On March 16, 2021, Ambassador Zhang Ming, Head of the Chinese Mission to the EU, attended "Sixty-minute Briefing" organized by the European Policy Center (EPC). Ambassador Zhang Ming answered questions on Xinjiang, Hong Kong, China's 14th Five-Year Plan, climate change, CAI, vaccine, “western alliance” on China, 17+1 cooperation, etc. The briefing was hosted by Shada Islam, senior adviser of European policy. Excerpts of Ambassador Zhang Ming's answers are as follows:

On Xinjiang

I have noted media reports and I am deeply concerned about possible sanctions on China. We are against interference in others' internal affairs, against sanctions, and against groundless accusations.

Xinjiang is the largest ethnic autonomous region in China. Since the founding of the People's Republic of China, regional autonomy has been practiced in Xinjiang where 13 ethnic groups live together. According to the Constitution, all ethnic groups are equal. No discrimination or suppression is allowed.

Issues facing Xinjiang are about fighting terrorism, extremism and separatism, not human rights violations. A few years ago, Xinjiang was severely ravaged by terrorism and violence, causing huge casualties and property losses. To stop the trend, while fighting terrorism, China has taken preventive steps to promote deradicalization, like establishing training centers. Such efforts have produced good results.

In fact, we have drawn upon international experience and practice from global partners and the UN in our counter-terrorism and deradicalization efforts in Xinjiang. The UN Action Plan to Prevent Violent Extremism points out that, poverty, unemployment, lack of education, and distortion of religious belief, among others, are causes for violence and extremism.

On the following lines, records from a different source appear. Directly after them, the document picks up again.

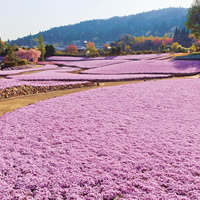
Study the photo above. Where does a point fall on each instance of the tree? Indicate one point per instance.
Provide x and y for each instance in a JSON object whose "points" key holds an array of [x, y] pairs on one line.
{"points": [[193, 18], [41, 47], [72, 49], [50, 50]]}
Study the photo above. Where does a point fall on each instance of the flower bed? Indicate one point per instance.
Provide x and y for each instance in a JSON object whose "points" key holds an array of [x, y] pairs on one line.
{"points": [[22, 88], [138, 141], [149, 67], [89, 64], [18, 71], [55, 75]]}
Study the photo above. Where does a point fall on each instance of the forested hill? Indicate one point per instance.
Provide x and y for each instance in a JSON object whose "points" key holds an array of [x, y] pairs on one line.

It is imperative to provide education and economic opportunities to those affected, and help them stay away from violent and extremist thinking and groups. Countries like the US, the UK and France have established deradicalization centers or correction centers. China's measures are not entirely different from theirs.

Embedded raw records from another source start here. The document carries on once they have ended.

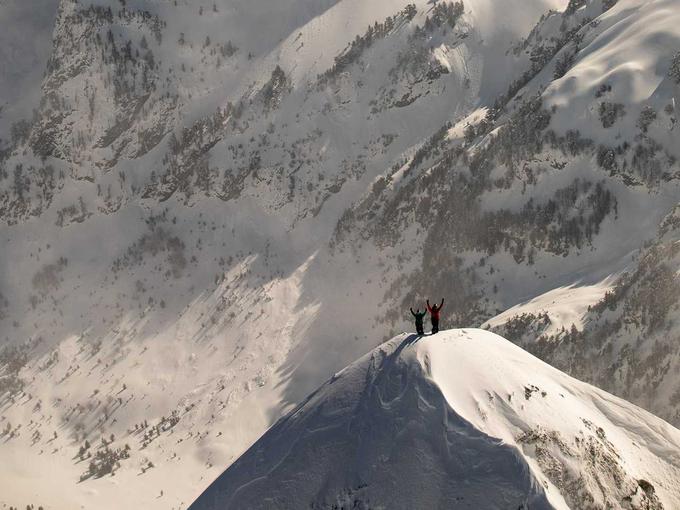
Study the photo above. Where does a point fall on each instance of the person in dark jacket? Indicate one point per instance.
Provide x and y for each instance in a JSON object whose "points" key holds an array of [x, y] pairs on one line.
{"points": [[419, 320], [434, 314]]}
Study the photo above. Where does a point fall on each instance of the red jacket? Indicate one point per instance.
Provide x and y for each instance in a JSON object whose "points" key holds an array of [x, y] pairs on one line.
{"points": [[434, 310]]}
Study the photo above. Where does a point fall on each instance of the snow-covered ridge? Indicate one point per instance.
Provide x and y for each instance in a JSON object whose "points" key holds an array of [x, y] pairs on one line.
{"points": [[465, 419]]}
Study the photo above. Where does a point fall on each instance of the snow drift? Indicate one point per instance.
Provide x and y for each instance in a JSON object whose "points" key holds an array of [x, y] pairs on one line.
{"points": [[463, 419]]}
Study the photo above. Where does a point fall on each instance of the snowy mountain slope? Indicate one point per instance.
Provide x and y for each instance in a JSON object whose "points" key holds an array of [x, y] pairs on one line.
{"points": [[168, 208], [464, 418], [625, 340]]}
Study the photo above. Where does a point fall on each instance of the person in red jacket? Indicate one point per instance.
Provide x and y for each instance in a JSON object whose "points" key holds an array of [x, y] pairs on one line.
{"points": [[434, 314]]}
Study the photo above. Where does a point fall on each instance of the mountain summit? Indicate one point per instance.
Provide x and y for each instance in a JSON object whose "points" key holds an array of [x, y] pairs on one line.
{"points": [[463, 419]]}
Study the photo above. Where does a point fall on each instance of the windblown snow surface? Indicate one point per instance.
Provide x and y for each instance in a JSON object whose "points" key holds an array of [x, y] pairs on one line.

The Chinese government, by offering training and employment opportunities, help people in Xinjiang get out of poverty. The past 4 years have not seen a single terrorist attack in Xinjiang. People feel much safer. They could sleep tight at night. Restaurants and cinemas are open till midnight. Last year, per capita income in Xinjiang rose by over 3.2% despite the Covid-19 impact. All this is the best protection of human rights.

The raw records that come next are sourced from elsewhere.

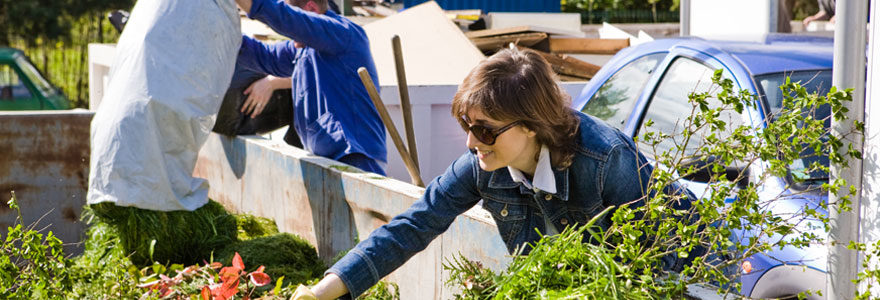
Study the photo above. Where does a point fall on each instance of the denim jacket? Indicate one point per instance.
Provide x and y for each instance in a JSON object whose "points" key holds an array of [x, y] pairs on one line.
{"points": [[607, 170]]}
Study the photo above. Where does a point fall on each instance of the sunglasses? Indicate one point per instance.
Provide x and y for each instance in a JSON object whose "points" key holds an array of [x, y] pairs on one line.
{"points": [[484, 134]]}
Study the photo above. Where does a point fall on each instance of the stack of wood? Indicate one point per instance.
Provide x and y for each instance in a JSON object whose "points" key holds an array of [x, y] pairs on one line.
{"points": [[554, 45]]}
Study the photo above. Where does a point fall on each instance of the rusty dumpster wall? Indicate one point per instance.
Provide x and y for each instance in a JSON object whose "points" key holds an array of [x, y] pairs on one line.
{"points": [[332, 206], [46, 162]]}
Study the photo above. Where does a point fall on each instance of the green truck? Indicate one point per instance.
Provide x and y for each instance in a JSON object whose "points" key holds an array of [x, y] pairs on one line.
{"points": [[22, 87]]}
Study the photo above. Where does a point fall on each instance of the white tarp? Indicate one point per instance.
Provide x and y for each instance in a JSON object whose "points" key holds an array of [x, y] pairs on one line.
{"points": [[173, 64]]}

It seems that not everyone wants to see a peaceful Xinjiang. China haters don't. They have made too many lies, like concentration camps, genocide and forced labor. These political manipulations aim to strip the workers, peasants, men and women, the young and the old in Xinjiang of their right to pursue a better life, thereby harming China's security and development interests. We would never allow such efforts to go their way. The EU is against disinformation, yet these are lies more outrageous than disinformation. The French author Maxime Vivas published a book "The End of Uyghur Fake News", which shed light on this question. I hope the EU and its member states will stay away from judgments along ideological lines, reject disinformation and lies, and adopt an objective and sensible stance.

I wish to emphasize that sanctions are confrontational. Sanctions based on lies could be interpreted as deliberately undermining China's security and development interests. It is the responsibility of the Chinese government to protect the safety and well-being of the Chinese people. We want dialogue, not confrontation. We ask the EU side to think twice. If some insist on confrontation, we will not back down, as we have no options other than fulfilling our responsibilities to the people.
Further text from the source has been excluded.